Iraq is capable of producing at least 9 million barrels a day, but current production is under 3 million.
The agreement on Subba and Luhais means that Petrel has refocused on exploration activities.
The upside in exploration will be higher than that available through developing oil and gas fields under service contracts.
Under the current policy of awarding service contracts to international companies we have resolved all the outstanding issues with the Iraqi Ministry of Oil.
These were complicating and delaying completion of the Subba & Luhais EPC contract in southern Iraq.

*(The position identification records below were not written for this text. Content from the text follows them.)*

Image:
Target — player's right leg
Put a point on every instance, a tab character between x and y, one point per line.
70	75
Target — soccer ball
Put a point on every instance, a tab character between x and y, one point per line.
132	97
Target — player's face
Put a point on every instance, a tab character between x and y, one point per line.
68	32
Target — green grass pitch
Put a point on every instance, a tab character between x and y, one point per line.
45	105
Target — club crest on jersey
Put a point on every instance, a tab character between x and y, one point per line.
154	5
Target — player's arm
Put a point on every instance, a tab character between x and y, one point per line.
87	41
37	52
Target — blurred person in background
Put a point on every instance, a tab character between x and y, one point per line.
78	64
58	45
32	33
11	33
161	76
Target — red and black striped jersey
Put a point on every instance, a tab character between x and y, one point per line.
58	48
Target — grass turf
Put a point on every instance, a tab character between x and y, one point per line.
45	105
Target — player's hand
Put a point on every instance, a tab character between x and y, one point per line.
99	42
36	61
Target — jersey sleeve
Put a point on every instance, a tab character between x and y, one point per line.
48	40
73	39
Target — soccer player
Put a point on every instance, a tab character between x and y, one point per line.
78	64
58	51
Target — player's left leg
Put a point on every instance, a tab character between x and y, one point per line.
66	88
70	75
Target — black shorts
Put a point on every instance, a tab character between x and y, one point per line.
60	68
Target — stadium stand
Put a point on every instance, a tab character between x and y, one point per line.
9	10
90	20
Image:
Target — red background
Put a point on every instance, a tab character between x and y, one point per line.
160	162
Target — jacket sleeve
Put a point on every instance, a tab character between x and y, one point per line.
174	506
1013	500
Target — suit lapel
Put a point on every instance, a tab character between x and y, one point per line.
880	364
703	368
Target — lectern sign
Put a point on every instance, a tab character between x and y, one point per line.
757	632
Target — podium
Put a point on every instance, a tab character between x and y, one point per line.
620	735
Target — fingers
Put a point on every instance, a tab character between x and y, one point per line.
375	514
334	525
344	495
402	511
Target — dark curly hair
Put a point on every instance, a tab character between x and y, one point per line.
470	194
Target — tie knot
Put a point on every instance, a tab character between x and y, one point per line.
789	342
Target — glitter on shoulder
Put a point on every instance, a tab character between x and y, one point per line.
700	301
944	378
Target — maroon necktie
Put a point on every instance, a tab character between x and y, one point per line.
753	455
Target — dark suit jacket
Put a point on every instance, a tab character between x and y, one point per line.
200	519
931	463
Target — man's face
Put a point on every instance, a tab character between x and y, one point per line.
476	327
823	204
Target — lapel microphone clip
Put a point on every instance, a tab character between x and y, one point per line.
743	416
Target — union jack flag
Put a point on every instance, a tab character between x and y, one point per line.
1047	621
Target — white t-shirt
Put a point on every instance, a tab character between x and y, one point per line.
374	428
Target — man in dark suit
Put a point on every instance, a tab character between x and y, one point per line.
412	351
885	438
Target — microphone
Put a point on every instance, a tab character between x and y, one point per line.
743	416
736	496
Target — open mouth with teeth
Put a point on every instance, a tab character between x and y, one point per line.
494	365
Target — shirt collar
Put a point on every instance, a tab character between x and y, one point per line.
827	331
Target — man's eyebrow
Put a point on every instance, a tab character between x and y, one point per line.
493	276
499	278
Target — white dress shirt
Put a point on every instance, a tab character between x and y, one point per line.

The project has now been successfully remobilised and is proceeding smoothly within an agreed 14 month revised completion schedule.
Both the Project Joint Venture company and Petrel have received the cash owed.
This is a satisfactory outcome for Petrel as it removes all obstacles to moving ahead with formalising our existing interests in Iraq in particular Western Desert Block 6 as well as possible future projects.
Jordan Exit:
As noted at the July 2010 AGM, we opted not to proceed with the East Safawi Block in Jordan.
We entered Jordan as a result of our analysis of the Iraqi western desert.
We were hoping that seismic and well log reinterpretation would reveal large oil targets or Risha-type gas targets.
Instead, the detailed analysis showed that sands at the targeted depth were thin and tight.
Our technical team instead developed a shallower Triassic type play similar to Libyan reefs.
This revealed a billion barrel potential target, but with high exploration risk.
In normal circumstances this would suit a large farm-in partner.
Following the Lehman Brothers failure and subsequent financial crisis, the risk appetite of potential partners evaporated.
Several companies who were interested could not get management approval to drill.
The Jordanian authorities have been very patient giving a 15 month extension.
Jordan is a good business location with excellent terms – but Petrel decided not to drill at its own risk.
This decision has no financial consequences as the expenditure and bond were written off in the 2009 accounts.
Ghana Entry
Though Petrel’s focus is Iraqi oil, we have been offered an exceptional opportunity to diversify at low cost.
Ghana’s Tano Basin has recently emerged as an exploration hot-spot, with four discoveries by Kosmos/Tullow, including the giant Jubillee oilfield.
Petrel seized the opportunity to take a 30% interest, with sister companies holding 60%, in a Petroleum Agreement on Tano Block 2A.
A local partner holds the remaining 10%.
This block covers 1,532km2 of highly prospective acreage.
The Ghanaian National Petroleum Company (GNPC) has provided available data, including 44 geological reports and extensive, good quality 2D seismic.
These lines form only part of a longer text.